Use the recipe out of the cookbook I mentioned, and you don't have to. Additionally, don't use a fry daddy. Go out, get yourself a big honking cast iron skillet or dutch oven, and fry in that. Heat transfer is off the charts, all you have to do is fill it, put the burner on high and watch the temp. My wife owns a fry daddy, but I prefer cast iron skillets/dutch ovens for frying.
MudderFudder77 wrote:AnimeJ wrote:mateo wrote:MudderFudder77 wrote:I miss Chicken Fried Steak something awful. I moved from the land of the deep fried glory, and have yet to find a restaurant that knows how to do it right.
Amen, brotha.
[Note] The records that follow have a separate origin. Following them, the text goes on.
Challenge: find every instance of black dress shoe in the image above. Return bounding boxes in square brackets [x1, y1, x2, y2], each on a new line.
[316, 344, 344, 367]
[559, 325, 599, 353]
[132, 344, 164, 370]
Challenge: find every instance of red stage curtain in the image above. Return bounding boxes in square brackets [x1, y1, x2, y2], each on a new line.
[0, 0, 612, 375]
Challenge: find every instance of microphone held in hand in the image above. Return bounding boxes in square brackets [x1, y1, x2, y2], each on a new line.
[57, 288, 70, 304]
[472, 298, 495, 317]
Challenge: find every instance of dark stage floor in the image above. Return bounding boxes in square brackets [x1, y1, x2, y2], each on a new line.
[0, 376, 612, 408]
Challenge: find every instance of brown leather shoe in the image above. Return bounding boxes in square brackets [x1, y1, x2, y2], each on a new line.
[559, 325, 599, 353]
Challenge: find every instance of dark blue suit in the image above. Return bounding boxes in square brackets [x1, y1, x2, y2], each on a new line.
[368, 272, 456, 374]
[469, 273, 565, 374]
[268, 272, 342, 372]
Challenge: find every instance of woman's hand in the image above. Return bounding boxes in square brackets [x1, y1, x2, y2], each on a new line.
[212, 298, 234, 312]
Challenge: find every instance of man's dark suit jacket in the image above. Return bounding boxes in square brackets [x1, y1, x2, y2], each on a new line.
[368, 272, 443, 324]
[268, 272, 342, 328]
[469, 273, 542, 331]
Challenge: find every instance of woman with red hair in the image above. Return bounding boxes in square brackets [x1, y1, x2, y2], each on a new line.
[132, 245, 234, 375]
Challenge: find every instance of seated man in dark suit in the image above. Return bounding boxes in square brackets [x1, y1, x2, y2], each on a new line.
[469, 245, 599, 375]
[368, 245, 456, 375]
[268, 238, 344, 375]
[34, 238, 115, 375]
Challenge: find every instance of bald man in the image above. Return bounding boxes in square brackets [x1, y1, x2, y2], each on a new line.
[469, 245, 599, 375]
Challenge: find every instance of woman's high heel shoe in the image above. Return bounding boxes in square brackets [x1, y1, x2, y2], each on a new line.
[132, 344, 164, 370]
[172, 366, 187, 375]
I would kill for a good chicken fried steak, sausage biscuits, and homemade gravy.
Chicken Fried Steak is easy;
I have no problem making it myself, I cooked in a restaurant for many years that made some of the best, but it just never matches up to the quality that can be had with an industrial kitchen and fryer.
We would make fried steaks the size of a hub cap, and I can't quite match that with my fry daddy deep fryer. Home fryers also don't hold the heat as well or for as long as an industrial fryer thats got 5 gallons of lard in it. So you either have to make painfully small portions or accept that you won't get the same finish.
I don't want to settle - I want Hoovers.
Use the recipe out of the cookbook I mentioned, and you don't have to. Additionally, don't use a fry daddy. Go out, get yourself a big honking cast iron skillet or dutch oven, and fry in that. Heat transfer is off the charts, all you have to do is fill it, put the burner on high and watch the temp. My wife owns a fry daddy, but I prefer cast iron skillets/dutch ovens for frying.
Well if you are going to go a "fryer" route, try to get one with a large capacity, those fry daddy things tend to be pretty small, my fryer accomodates an entire chicken (and boy that is tasty I tell you!). The extra oil helps to keep the temperature at the rght range while cooking.